VALORIZAÇÃO SALARIAL
Enquanto os bastidores seguem sem solução, outros fatores aumentam a complexidade do cenário. O bom desempenho do uruguaio desde o acesso à primeira divisão, conquistado no fim da temporada passada, ampliou sua visibilidade e despertou interesse de clubes estrangeiros. Ao mesmo tempo, há a expectativa de que o jogador busque uma valorização salarial compatível com o novo status.

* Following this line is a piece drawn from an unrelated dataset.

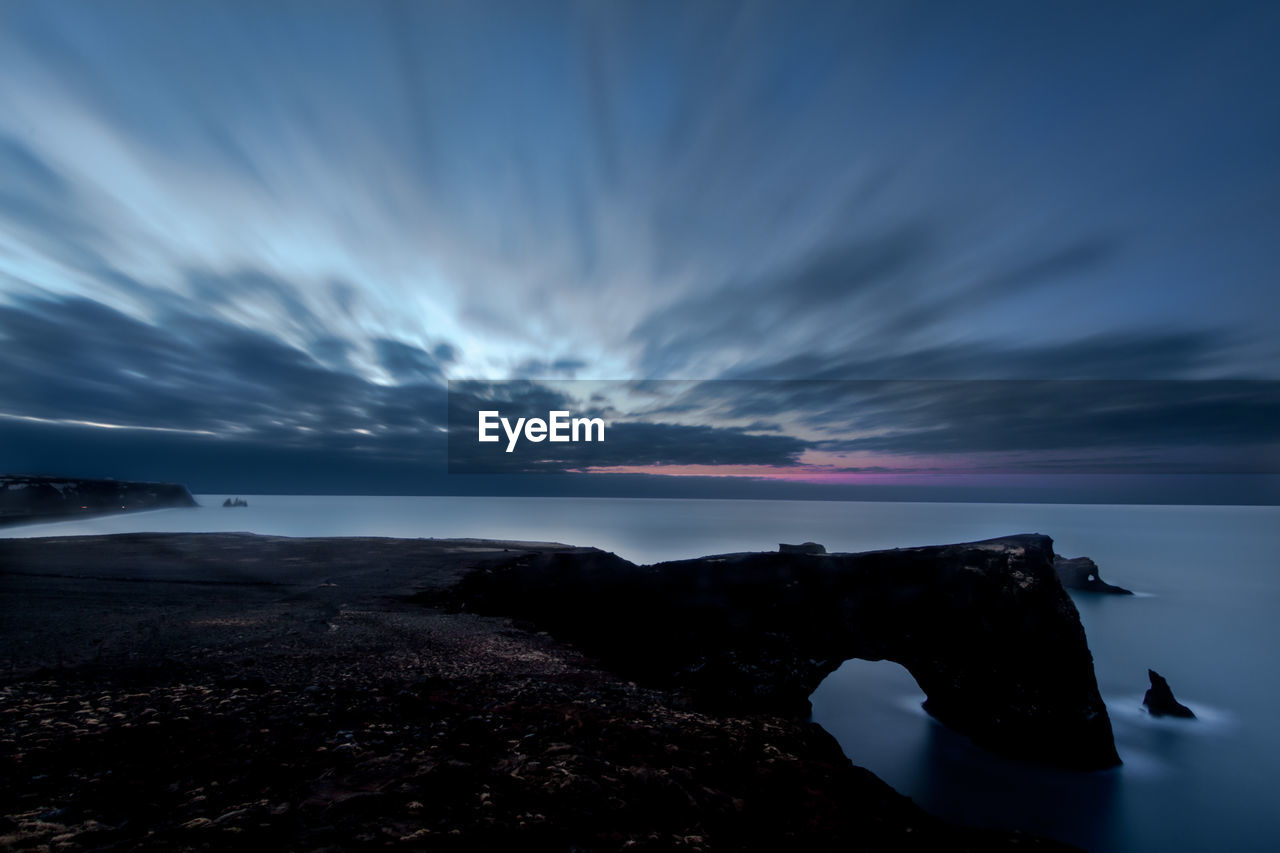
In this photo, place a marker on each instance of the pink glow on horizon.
(796, 474)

Nesse sentido, ainda de acordo com uma fonte, o Remo colocou na mesa um contrato considerado financeiramente atrativo e dentro do padrão praticado por clubes que disputam a Campeonato Brasileiro Série A. A proposta inclui valorização compatível com o momento vivido pelo atleta, que ganhou projeção após a campanha do acesso no ano passado e o início da atual temporada.
PRESSA AZULINA
Vale lembrar que o vínculo de empréstimo com o Botafogo é válido até junho, o que reforça a necessidade de uma definição em curto prazo. Internamente, a diretoria azulina mantém otimismo, mas adota cautela, ciente de que, apesar do acordo entre os clubes, a palavra final agora pertence ao camisa 33 e ao seu staff.
Enquanto isso, o ambiente no Estádio Evandro Almeida (Baenão) segue em compasso de espera, à espera da resposta que poderá confirmar, ou não, a continuidade de um dos nomes mais marcantes da recente retomada azulina.